Michigan’s Court of Appeals (COA) heard oral arguments on August 6 pertaining to several cases in which medical marijuana patients and/or caregivers are alleged to have sold medical marijuana, in 2010, to undercover officers who were posing as legitimate patients.
Law enforcement authorities and the Oakland Co. prosecutor’s office have claimed that the Clinical Relief employees and associates were operating an illegal dispensary. The attorneys for the Clinical Relief defendants filed motions to dismiss their criminal charges based on the common law rule of lenity. They argued that, at the time the alleged illegal acts occurred, Michigan’s Medical Marijuana Act (MMMA) was ambiguous regarding patient-to-patient sales of medical marijuana and that their clients did not receive a fair warning that their dispensary activities were unlawful.
At the time of the raid conducted at Clinical Relief, no published appellate opinions had been issued regarding the legality of patient-to-patient sales of medical marijuana in Michigan.
On January 11, 2012, Oakland County Circuit Judge Daniel O’Brien agreed with the defense and held that the rule of lenity was applicable to the facts of their cases. He then dismissed all charges brought against Anthony Agro, Barbara Agro and Nicholas Agro, Ryan Richmond, Barbara Johnson, Ryan Fleissner, and Matthew Curtis.
The prosecutor appealed Judge O’Brien’s dismissals in the Clinical Relief case to the COA, who held oral arguments in the matter on August 6, 2013. (This reporter videotaped the People v Clinical Relief oral arguments, which are streaming online at: http://vimeo.com/71930675 )
In a somewhat related appeal, also heard by the COA on August 6, the defense in the case of People v Jason VanSickle argued that Judge O’Brien erred when he declined to dismiss similar charges filed against his client. VanSickle allegedly sold medical marijuana to undercover officers outside of the Clinical Relief facilities.

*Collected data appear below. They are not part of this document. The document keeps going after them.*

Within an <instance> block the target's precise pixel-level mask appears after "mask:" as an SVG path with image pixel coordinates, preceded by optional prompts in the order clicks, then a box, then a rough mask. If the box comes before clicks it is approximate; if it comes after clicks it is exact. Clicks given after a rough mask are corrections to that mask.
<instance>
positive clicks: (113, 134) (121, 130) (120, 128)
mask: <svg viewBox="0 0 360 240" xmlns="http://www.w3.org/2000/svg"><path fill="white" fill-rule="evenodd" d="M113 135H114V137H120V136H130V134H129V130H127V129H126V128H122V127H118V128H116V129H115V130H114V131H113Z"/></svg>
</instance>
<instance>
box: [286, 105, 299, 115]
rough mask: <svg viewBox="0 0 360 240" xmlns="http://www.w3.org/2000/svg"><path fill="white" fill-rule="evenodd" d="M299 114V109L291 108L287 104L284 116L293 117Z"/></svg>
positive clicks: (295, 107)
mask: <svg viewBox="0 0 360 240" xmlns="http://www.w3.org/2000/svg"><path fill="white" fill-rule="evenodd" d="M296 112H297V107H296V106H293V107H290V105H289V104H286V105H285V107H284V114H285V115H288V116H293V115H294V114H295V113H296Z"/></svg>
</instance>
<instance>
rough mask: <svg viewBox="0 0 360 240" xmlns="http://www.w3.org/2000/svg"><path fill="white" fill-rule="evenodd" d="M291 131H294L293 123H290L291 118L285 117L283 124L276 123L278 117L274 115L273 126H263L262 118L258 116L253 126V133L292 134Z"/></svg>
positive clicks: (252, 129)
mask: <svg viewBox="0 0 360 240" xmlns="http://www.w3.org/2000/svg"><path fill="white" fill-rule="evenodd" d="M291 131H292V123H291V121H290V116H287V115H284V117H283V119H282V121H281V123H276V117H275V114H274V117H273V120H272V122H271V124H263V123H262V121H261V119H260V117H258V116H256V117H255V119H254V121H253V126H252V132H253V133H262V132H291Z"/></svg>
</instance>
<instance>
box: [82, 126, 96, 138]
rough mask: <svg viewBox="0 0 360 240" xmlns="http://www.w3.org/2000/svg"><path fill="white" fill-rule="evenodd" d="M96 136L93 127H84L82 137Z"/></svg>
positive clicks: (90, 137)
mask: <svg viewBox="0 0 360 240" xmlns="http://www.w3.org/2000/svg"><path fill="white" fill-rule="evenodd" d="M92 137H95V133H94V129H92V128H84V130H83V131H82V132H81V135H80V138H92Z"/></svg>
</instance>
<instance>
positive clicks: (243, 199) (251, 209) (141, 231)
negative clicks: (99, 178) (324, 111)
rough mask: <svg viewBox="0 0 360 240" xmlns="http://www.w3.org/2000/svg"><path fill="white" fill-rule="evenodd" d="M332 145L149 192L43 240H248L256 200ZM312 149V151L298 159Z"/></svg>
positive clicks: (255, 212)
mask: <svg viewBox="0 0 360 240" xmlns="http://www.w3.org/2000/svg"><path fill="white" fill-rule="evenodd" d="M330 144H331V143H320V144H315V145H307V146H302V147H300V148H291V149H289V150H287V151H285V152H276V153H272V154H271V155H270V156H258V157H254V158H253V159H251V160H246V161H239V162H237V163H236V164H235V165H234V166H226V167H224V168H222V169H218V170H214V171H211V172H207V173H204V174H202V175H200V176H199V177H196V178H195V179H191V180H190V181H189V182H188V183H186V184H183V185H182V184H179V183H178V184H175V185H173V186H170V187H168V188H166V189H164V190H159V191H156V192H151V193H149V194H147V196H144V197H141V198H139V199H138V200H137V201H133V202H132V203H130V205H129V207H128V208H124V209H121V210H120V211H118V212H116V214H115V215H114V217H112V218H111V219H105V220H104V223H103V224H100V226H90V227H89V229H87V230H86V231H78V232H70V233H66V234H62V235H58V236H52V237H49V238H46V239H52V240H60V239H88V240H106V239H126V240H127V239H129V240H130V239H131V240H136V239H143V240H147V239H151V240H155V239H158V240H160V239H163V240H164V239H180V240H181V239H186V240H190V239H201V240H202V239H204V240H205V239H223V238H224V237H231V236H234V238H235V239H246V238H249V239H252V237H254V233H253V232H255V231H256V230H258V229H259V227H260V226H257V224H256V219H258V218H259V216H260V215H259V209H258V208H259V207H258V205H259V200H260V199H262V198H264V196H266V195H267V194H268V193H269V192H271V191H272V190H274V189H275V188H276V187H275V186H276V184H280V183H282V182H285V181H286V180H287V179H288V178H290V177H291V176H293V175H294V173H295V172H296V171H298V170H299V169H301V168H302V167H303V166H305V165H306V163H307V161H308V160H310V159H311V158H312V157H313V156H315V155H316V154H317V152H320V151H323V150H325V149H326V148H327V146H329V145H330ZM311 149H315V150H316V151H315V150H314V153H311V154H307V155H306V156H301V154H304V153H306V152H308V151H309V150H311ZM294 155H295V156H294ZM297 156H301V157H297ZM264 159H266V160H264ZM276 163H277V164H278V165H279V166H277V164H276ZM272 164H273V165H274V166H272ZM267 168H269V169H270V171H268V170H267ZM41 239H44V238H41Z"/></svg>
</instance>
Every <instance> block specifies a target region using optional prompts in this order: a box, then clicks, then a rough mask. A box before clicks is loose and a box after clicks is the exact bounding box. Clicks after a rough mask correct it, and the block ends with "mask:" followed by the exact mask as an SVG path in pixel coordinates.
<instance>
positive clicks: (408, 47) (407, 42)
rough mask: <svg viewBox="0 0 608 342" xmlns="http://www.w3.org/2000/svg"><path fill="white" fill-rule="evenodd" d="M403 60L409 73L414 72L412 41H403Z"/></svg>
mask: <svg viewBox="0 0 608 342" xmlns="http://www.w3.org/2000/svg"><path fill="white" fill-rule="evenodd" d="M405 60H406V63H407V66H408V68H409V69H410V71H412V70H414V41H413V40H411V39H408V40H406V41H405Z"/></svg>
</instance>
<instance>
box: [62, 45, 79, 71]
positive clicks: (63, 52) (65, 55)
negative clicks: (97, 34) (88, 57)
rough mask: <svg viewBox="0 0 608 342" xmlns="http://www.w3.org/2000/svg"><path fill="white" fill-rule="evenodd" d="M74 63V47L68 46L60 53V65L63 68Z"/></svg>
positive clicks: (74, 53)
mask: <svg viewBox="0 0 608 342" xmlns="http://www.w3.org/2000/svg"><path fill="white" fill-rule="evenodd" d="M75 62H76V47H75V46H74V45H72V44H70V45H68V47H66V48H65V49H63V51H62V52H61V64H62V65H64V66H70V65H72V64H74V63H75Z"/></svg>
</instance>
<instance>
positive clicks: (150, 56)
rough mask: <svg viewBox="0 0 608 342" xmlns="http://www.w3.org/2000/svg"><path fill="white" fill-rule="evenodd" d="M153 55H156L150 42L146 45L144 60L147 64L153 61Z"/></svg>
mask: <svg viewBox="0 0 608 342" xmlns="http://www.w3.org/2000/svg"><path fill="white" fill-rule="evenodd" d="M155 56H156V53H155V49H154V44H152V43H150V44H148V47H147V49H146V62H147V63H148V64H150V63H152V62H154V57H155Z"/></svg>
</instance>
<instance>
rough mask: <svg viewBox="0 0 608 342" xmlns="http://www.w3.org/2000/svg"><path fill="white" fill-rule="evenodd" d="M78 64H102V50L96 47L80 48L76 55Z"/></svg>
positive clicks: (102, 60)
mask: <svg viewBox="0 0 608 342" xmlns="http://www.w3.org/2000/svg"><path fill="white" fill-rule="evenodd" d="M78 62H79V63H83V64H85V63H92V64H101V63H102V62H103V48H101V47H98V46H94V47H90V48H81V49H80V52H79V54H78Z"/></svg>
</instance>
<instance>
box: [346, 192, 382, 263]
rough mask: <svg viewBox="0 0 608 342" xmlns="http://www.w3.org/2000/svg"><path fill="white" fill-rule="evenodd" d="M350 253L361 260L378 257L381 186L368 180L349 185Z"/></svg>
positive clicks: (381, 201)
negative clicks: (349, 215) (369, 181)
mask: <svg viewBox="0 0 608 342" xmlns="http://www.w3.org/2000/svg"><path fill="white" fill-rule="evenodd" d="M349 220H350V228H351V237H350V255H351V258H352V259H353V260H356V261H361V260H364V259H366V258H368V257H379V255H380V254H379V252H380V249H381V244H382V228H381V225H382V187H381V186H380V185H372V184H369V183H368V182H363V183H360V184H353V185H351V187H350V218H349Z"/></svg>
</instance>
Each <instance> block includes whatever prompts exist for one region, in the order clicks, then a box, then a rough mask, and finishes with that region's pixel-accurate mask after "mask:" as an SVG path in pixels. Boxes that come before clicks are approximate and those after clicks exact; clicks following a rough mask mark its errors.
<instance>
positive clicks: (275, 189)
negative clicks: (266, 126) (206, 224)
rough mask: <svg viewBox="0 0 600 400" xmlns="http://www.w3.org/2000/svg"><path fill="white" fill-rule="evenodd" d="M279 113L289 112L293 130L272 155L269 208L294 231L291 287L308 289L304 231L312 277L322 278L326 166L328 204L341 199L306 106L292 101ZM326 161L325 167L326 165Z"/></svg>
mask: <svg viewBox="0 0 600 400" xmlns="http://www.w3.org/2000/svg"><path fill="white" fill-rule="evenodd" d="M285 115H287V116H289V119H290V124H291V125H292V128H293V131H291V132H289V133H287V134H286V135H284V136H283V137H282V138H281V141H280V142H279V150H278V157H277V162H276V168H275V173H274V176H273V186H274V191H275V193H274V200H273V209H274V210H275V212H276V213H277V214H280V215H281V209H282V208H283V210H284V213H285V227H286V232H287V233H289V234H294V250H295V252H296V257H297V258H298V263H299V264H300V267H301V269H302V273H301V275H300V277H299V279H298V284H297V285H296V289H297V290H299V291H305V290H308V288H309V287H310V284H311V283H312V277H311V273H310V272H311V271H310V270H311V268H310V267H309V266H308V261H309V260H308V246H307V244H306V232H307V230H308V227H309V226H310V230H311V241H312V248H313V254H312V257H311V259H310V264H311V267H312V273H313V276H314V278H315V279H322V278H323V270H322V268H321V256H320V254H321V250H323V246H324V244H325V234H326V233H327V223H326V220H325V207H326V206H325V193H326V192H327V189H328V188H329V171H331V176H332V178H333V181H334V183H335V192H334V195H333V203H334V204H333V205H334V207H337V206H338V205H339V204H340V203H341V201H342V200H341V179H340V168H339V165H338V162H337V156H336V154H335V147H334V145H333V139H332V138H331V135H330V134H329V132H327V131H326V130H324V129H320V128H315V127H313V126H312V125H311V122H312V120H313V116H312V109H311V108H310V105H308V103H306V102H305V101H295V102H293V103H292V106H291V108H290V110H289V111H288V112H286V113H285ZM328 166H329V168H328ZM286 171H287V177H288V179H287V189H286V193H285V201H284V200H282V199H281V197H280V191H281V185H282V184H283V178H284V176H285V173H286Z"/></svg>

The Oakland Press reported on July 15, 2011 that Van Sickle’s defense attorney, Jim Rasor, said “VanSickle assumed undercover detectives, who had patient cards, were legitimate medical marijuana patients.” (This reporter also videotaped the People v VanSickle oral arguments, which are streaming online at: http://vimeo.com/71937695 )
Oakland County Assistant Prosecutor Danielle Walton represented the prosecution in the Clinical Relief appeal. The Clinical Relief defendants were represented in the trial court by attorneys Thomas Loeb, Cheryl Carpenter, Neil Rockind, Steve Fishman, Paul Tylenda, Jerry Sabota, and Matt Shepherd. They defendants were also represented by appellate attorney Stuart Friedman.
It is unknown at this time how long the COA will take to release its opinions in the Clinical Relief and VanSickle cases.